There is the general manager, Marc Bergevin, and his “lucky” red suit.
There is talk around Montreal that finally – finally – the storied ghosts and gods of the old Forum, Richard foremost among them, have found their way down to the Bell Centre.
There is the 5-foot-7, 162-pound pipsqueak, 20-year-old Cole Caufield, who wasn’t even dressed for the first two games of the playoffs but has emerged a hero, at least momentarily, as electrifying as the Rocket himself. There are the other kids, Nick Suzuki, 21, and Jesperi Kotkaniemi, 20, who are playing like 25-year-old veterans, 25 being the age of Thursday’s overtime hero, Artturi Lehkonen. Also playing like 25-year-olds at the top of their game are Corey Perry, 36, Eric Staal, 36, Shea Weber, 35, Jeff Petry, 33, and, of course, 33-year-old goaltender Carey Price.
There is a refreshing cockiness to the 2021 Canadiens.
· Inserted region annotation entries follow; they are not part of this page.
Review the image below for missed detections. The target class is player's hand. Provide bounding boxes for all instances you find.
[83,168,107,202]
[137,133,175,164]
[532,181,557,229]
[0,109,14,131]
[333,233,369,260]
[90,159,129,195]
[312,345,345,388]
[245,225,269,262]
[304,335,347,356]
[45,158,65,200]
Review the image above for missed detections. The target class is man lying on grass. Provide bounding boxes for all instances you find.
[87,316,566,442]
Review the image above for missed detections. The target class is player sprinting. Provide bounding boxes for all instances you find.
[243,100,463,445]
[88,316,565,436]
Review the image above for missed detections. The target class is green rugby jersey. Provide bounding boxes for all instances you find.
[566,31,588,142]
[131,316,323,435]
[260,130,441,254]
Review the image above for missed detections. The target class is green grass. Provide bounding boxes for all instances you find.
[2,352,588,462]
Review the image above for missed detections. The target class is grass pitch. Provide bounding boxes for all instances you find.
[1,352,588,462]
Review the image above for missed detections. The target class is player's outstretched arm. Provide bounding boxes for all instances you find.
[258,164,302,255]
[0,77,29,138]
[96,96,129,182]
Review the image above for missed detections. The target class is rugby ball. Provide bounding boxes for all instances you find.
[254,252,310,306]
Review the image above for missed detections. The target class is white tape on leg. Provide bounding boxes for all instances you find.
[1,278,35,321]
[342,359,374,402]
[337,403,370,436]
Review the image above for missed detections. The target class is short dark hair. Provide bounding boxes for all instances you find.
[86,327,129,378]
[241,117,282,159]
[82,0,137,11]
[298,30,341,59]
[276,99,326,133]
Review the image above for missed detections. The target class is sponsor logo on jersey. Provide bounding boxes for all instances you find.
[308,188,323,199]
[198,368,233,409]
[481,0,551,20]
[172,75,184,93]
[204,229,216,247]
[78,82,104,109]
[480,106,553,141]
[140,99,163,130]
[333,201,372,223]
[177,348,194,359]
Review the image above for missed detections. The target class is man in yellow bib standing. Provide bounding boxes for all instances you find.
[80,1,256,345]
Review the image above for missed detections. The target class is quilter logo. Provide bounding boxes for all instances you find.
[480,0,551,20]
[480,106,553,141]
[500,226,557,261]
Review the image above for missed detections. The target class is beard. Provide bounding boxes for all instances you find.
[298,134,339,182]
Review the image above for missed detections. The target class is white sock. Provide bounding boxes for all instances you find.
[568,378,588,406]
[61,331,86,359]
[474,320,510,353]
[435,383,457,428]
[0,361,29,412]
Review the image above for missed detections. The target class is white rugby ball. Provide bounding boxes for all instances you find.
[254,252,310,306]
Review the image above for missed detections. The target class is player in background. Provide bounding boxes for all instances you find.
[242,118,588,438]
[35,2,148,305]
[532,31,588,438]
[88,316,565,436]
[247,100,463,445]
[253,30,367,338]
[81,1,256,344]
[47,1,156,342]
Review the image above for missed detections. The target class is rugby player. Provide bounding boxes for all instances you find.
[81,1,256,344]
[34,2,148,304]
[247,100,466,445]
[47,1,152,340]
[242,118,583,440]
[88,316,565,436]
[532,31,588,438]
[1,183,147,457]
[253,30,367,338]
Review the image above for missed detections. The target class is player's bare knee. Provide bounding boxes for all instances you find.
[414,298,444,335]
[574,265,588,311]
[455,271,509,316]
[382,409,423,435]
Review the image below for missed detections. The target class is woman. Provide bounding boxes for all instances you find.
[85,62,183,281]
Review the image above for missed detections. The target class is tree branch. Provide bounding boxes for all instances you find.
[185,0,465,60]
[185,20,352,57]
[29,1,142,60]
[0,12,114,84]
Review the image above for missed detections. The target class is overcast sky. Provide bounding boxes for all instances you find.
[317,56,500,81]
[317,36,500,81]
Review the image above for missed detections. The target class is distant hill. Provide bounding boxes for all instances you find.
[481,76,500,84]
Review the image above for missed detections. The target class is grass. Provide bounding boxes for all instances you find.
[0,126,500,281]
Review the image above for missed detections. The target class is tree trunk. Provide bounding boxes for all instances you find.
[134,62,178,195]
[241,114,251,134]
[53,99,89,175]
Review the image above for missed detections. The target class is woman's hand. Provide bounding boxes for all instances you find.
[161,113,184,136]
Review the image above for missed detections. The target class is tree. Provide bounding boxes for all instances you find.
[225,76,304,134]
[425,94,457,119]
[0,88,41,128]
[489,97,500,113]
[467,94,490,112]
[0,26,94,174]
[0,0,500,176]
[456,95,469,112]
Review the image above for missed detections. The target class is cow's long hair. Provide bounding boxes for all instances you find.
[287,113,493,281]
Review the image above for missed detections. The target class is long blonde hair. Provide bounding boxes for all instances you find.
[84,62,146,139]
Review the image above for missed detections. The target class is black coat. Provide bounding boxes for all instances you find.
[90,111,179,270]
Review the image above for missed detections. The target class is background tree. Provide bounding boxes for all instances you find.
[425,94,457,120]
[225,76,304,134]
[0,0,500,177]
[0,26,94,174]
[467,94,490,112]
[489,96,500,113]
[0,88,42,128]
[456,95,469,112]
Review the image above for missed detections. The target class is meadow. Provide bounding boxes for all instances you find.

After Vegas goaltender Robin Lehner told reporters he had earlier stopped young Caufield on a breakaway because he knew he would either go “five hole” between the pads or up high, and guessed right on five hole, Caufield scored a beauty in Game 6 by going high.
“It’s good that he opened his mouth,” snickered the youngster, who looks more like a Grade 6 valedictorian than a rising NHL star.
Perhaps the cockiness comes from having proved so many wrong, the team seeming to take inspiration and energy from those who, round after round, dismissed their chances.
As the boy’s mother says to her son in The Hockey Sweater, “If you make up your mind about things before you try, my boy, you won’t go very far in this life.”
The 2021 Montreal Canadiens have already gone further, much further, than anyone expected – perhaps even themselves.
Just how far they’ll go remains a chapter now to be written.